Y sí. Es otro albariño. Es el albariño que nace de las gentes que no se resignan al hacer vino de calidad sin estar dentro de las Denominaciones de Origen de Galicia que hacen de ésta variedad una uva reina.

Así lo cuento ya que la pequeña bodega de José Manuel Bandin, Torres Augusti, está incardinada dentro de la Indicación Geográfica Protegida Viños da Terra de Barbanza e Iria. Sus vinos están elaborados con uvas producidas en la zona vitícola de la Ribera de la Ría de Arosa.

La zona comprende los términos municipales de Catoira, Valga, Puentecesures, Padrón, Dodro, Rianjo, Boiro, A Pobra, Riveira y varias parroquias de Puerto del Son y Lousame. Todos ellos situados en las provincias de La Coruña y Pontevedra, en España.

El castillo de Torres Agustí.

Las variedades de Torres Augusti

Una vez situados geográficamente hablando, nos quedamos en una de esas pequeñas localidades: Valga, en Pontevedra. Allí se viene trabajando la uva albariño desde hace generaciones en pequeñas parcelas y en una modesta bodega.

Otras variedades como la caiño, la treixadura o el godello, comparten terruño en un paraje bañado por las aguas del rio Ulla, defendido a la altura de Catoira por las Torres del Oeste o Torres Augusti.

Recreación de "los ataques vikingos", que se celebra en la zona.

El camino hacia un vino propio

Tal y como he comentado al principio, éstas han sido elegidas como nombre por su carga histórica y es defendida cada año por sus gentes de los “ataques vikingos” y en honor a su importancia para la cultura gallega.

Pero volvamos al vino y no nos vayamos a desviar de rumbo.

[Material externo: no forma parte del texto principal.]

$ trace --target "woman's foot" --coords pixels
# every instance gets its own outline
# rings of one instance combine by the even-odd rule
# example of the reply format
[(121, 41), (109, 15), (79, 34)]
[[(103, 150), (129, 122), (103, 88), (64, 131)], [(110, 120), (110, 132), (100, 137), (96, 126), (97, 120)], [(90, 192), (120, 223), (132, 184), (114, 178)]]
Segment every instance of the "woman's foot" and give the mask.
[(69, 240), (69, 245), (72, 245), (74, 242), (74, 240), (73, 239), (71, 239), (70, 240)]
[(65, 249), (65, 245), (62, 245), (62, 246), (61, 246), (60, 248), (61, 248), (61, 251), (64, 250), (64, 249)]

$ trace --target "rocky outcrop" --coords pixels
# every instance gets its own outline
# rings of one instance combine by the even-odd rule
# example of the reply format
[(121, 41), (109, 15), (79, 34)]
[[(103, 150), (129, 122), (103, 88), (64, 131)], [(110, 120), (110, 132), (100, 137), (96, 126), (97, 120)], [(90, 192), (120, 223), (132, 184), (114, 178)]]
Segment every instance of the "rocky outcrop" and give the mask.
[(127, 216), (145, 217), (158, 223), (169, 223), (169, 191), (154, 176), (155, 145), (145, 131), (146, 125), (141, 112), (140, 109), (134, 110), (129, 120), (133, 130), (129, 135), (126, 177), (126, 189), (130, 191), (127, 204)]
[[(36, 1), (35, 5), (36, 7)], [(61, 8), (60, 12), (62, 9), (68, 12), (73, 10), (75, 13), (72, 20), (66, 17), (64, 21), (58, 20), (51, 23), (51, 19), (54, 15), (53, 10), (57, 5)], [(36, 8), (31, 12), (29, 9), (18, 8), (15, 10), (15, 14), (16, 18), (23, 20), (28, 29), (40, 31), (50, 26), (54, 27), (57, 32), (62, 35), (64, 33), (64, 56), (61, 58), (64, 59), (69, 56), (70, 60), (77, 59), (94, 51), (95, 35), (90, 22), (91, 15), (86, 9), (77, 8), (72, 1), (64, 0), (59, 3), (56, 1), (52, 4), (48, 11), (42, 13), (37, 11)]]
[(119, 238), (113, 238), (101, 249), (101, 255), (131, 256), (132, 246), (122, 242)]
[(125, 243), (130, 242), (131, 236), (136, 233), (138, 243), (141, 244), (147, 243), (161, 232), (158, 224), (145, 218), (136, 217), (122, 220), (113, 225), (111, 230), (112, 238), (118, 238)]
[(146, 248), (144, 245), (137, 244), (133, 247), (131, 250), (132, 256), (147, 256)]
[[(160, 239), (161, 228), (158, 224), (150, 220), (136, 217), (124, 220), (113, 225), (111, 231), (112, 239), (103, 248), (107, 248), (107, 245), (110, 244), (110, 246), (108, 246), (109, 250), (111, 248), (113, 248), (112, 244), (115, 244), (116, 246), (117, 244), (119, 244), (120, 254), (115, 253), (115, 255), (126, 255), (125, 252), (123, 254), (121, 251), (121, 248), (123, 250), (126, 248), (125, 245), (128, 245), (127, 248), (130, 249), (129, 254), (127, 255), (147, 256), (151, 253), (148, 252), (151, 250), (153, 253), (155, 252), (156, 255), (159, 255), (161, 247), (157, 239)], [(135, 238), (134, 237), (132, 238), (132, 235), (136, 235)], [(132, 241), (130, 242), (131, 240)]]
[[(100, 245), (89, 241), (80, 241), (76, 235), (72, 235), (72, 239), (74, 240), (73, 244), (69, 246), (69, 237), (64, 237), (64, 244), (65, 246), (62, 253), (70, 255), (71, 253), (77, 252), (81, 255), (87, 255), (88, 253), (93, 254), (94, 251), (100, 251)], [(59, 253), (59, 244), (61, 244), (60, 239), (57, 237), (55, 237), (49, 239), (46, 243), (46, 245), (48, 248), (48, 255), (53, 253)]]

Las seis parcelas (de solo 1,5 hectáreas) de la propiedad familiar en las que crecen las albariño con las que se elabora, servían hasta hace poco, solo quince años atrás, para vender a otras bodegas y cooperativas.

Fue la decisión de José Manuel, para algunos sabia y para otros inconsciente, la de emprender el arduo camino de elaborar su propio vino, marcado por el respeto a la variedad, a la tierra, y sobre todo, a sus gentes.

La albariño es la gran protagonista

Un secreto bien guardado

Castellum Augusti es un albariño con 9 meses de crianza en acero inoxidable y con una producción que apenas alcanza las 9.000 botellas.

Pasar por alto esta pequeña bodega es más fácil que fijarse en ella, pero una vez pruebas el vino casi te alegras del anonimato. Y espero que esto no me lo tenga en cuenta su elaborador, ya que no es peyorativo, sino todo lo contrario.

Su color es dorado, brillante, cristalino y casi hipnótico en movimiento. Aromáticamente es generoso con las frutas de hueso como el melocotón y el albaricoque, acompañado de toques de hierba fresca.

En boca la acidez de la variedad destaca y le otorga amplitud y esa característica glicérica típica del albariño. Su sabor es elegante y como no, acompaña con mariscos, crustáceos y pescados de las costas gallegas.

Por lo menos, a mí, me parece un “castillo” digno de ser conquistado.